Computer-readable medium includes permanent and non-permanent, removable and non-removable media can be by any method
Or technology come realize information store.Information can be computer readable instructions, data structure, the module of program or other data.
The example of the storage medium of computer includes, but are not limited to phase change memory (PRAM), static random access memory (SRAM), moves
State random access memory (DRAM), other kinds of random access memory (RAM), read-only memory (ROM), electric erasable
Programmable read only memory (EEPROM), flash memory or other memory techniques, read-only disc read only memory (CD-ROM) (CD-ROM),
Digital versatile disc (DVD) or other optical storage, magnetic cassettes, tape magnetic disk storage or other magnetic storage devices
Or any other non-transmission medium, can be used for storage can be accessed by a computing device information.As defined in this article, it calculates
Machine readable medium does not include temporary computer readable media (transitory media), such as the data-signal and carrier wave of modulation.
As seen through the above description of the embodiments, those skilled in the art can be understood that this specification
Embodiment can be realized by means of software and necessary general hardware platform.Based on this understanding, this specification is implemented
Substantially the part that contributes to existing technology can be embodied in the form of software products the technical solution of example in other words,
The computer software product can store in storage medium, such as ROM/RAM, magnetic disk, CD, including some instructions are to make
It is each to obtain computer equipment (can be personal computer, server or the network equipment etc.) execution this specification embodiment
Method described in certain parts of a embodiment or embodiment.
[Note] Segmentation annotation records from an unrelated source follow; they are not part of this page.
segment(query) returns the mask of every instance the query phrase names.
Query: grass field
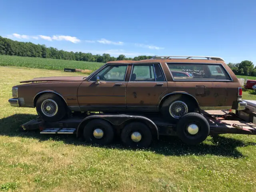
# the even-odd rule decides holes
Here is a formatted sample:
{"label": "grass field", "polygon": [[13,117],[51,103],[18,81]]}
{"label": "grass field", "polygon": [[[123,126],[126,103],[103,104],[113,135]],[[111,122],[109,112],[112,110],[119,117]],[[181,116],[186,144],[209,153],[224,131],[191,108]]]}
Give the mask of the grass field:
{"label": "grass field", "polygon": [[103,64],[103,63],[97,62],[68,61],[0,55],[0,66],[15,66],[60,70],[63,70],[64,68],[67,68],[94,71]]}
{"label": "grass field", "polygon": [[149,149],[132,150],[118,140],[99,146],[72,135],[20,131],[36,112],[10,106],[12,87],[63,75],[77,74],[0,67],[0,191],[256,191],[254,136],[209,136],[194,146],[161,137]]}

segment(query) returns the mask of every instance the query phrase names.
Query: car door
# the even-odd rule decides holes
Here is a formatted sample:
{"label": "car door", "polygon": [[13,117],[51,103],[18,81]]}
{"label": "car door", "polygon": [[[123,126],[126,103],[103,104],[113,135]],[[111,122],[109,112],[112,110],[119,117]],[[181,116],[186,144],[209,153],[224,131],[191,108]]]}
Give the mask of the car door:
{"label": "car door", "polygon": [[[81,110],[122,110],[126,108],[124,79],[127,64],[109,64],[78,88],[78,98]],[[97,77],[99,81],[97,81]]]}
{"label": "car door", "polygon": [[126,90],[127,109],[156,111],[167,83],[159,64],[133,64]]}

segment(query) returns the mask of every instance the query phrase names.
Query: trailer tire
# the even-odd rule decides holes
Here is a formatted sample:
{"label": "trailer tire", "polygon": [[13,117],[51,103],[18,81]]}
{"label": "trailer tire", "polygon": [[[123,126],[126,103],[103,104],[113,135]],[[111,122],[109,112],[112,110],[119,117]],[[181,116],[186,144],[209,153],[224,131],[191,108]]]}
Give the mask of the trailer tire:
{"label": "trailer tire", "polygon": [[182,141],[188,144],[196,145],[208,136],[210,125],[201,114],[188,113],[180,118],[176,129],[177,135]]}
{"label": "trailer tire", "polygon": [[152,134],[146,125],[140,122],[133,122],[122,130],[121,138],[124,144],[132,148],[148,147],[152,141]]}
{"label": "trailer tire", "polygon": [[84,128],[84,137],[88,143],[107,145],[114,139],[112,126],[102,119],[94,119],[89,122]]}

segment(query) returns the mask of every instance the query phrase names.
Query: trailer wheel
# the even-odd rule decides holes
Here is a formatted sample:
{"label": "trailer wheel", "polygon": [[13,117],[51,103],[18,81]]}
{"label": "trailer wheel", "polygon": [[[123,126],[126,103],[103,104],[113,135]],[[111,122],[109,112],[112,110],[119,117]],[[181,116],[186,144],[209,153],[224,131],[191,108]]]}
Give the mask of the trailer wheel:
{"label": "trailer wheel", "polygon": [[202,142],[208,136],[210,125],[201,114],[188,113],[179,119],[177,124],[176,133],[184,143],[195,145]]}
{"label": "trailer wheel", "polygon": [[152,134],[149,128],[140,122],[133,122],[126,125],[121,134],[124,144],[132,148],[148,147],[152,141]]}
{"label": "trailer wheel", "polygon": [[89,143],[107,145],[113,141],[114,130],[108,122],[102,119],[90,121],[84,128],[84,137]]}

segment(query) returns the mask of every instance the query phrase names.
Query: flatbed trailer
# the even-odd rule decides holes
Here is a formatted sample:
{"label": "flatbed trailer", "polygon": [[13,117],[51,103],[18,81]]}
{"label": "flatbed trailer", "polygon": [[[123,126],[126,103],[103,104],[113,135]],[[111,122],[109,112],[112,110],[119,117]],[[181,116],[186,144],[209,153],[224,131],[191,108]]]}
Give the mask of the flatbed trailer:
{"label": "flatbed trailer", "polygon": [[139,148],[148,146],[152,139],[162,135],[177,136],[184,142],[194,144],[209,135],[256,135],[256,125],[227,110],[188,113],[175,122],[155,113],[73,113],[56,122],[38,117],[21,126],[24,130],[39,129],[42,134],[76,134],[99,144],[108,144],[114,136],[119,136],[125,145]]}

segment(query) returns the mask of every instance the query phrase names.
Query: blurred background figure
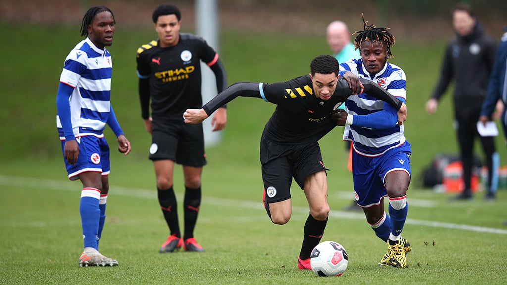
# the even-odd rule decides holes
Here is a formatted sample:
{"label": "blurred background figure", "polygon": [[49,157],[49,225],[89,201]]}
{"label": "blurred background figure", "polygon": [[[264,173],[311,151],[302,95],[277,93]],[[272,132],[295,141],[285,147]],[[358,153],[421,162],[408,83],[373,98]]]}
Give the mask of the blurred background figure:
{"label": "blurred background figure", "polygon": [[[498,117],[503,128],[503,135],[507,142],[507,27],[503,28],[505,32],[502,35],[498,45],[498,52],[495,57],[491,75],[489,77],[488,92],[482,104],[479,120],[483,124]],[[495,106],[497,112],[495,112]],[[507,225],[507,221],[503,222]]]}
{"label": "blurred background figure", "polygon": [[[350,32],[345,23],[341,21],[334,21],[328,25],[325,31],[328,44],[333,51],[333,56],[338,61],[339,63],[347,61],[349,59],[361,58],[359,51],[356,50],[354,44],[350,41]],[[340,106],[344,109],[344,104]],[[350,141],[345,141],[345,151],[349,153],[347,168],[352,171],[352,148]],[[355,200],[352,199],[348,206],[343,208],[344,210],[360,211],[363,209],[357,205]]]}
{"label": "blurred background figure", "polygon": [[350,33],[345,23],[334,21],[328,25],[326,38],[333,56],[341,63],[351,58],[360,58],[359,52],[355,50],[350,42]]}
{"label": "blurred background figure", "polygon": [[456,37],[449,41],[446,48],[440,79],[426,104],[426,110],[429,114],[437,111],[439,100],[450,81],[454,80],[454,127],[457,131],[465,188],[452,200],[466,200],[473,198],[471,180],[476,136],[480,139],[488,168],[488,181],[485,184],[487,193],[484,199],[493,200],[498,181],[499,159],[495,151],[494,137],[480,135],[477,124],[493,67],[496,44],[484,32],[469,5],[456,4],[451,12]]}

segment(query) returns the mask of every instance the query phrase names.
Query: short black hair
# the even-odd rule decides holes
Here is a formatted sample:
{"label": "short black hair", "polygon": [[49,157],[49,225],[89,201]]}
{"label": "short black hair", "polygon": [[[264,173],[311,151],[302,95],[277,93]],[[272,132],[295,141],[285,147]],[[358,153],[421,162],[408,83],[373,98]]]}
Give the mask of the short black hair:
{"label": "short black hair", "polygon": [[182,12],[178,7],[171,4],[162,4],[153,12],[153,22],[156,23],[159,17],[167,15],[175,15],[178,21],[182,20]]}
{"label": "short black hair", "polygon": [[81,23],[81,35],[86,37],[88,35],[88,25],[91,25],[93,22],[93,18],[96,15],[103,12],[108,12],[113,16],[113,19],[115,19],[115,14],[113,14],[113,11],[105,6],[95,6],[92,7],[86,11],[84,17],[83,17],[83,21]]}
{"label": "short black hair", "polygon": [[334,56],[331,55],[319,55],[314,58],[310,64],[310,72],[312,76],[316,73],[331,74],[335,73],[338,75],[339,71],[338,61]]}
{"label": "short black hair", "polygon": [[377,42],[381,45],[385,45],[387,49],[388,56],[392,57],[392,53],[391,53],[391,47],[394,44],[394,36],[389,32],[390,28],[379,27],[377,28],[375,25],[368,26],[368,21],[365,21],[365,16],[361,14],[363,17],[363,22],[364,23],[364,29],[363,30],[357,31],[352,34],[357,34],[357,36],[354,39],[354,47],[356,50],[361,50],[361,45],[364,42],[369,41],[372,43]]}

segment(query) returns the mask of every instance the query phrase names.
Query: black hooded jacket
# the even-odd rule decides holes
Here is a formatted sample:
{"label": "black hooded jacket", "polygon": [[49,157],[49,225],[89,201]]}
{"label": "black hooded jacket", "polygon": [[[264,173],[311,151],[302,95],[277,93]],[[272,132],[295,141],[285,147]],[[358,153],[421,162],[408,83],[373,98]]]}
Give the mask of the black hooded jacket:
{"label": "black hooded jacket", "polygon": [[453,80],[455,103],[483,99],[496,51],[494,40],[485,33],[478,21],[470,34],[456,34],[446,48],[440,78],[431,98],[439,100]]}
System, method, module or the unit that above-described embodiment illustrates can specifically realize by computer chip or entity,
Or it is realized by the product with certain function.A kind of typically to realize that equipment is computer, the concrete form of computer can
To be personal computer, laptop computer, cellular phone, camera phone, smart phone, personal digital assistant, media play
In device, navigation equipment, E-mail receiver/send equipment, game console, tablet computer, wearable device or these equipment
The combination of any several equipment.
All the embodiments in this specification are described in a progressive manner, same and similar portion between each embodiment
Dividing may refer to each other, and each embodiment focuses on the differences from other embodiments.Especially for method reality
For applying example, since it is substantially similar to the method embodiment, so describing fairly simple, related place is referring to embodiment of the method
Part explanation.Embodiment of the method described above is only schematical, wherein described be used as separate part description
Module may or may not be physically separated, can be each module when implementing this specification example scheme
Function realize in the same or multiple software and or hardware.Can also select according to the actual needs part therein or
Person's whole module achieves the purpose of the solution of this embodiment.Those of ordinary skill in the art are not the case where making the creative labor
Under, it can it understands and implements.
The above is only the specific embodiment of this specification embodiment, it is noted that for the general of the art
For logical technical staff, under the premise of not departing from this specification embodiment principle, several improvements and modifications can also be made, this
A little improvements and modifications also should be regarded as the protection scope of this specification embodiment.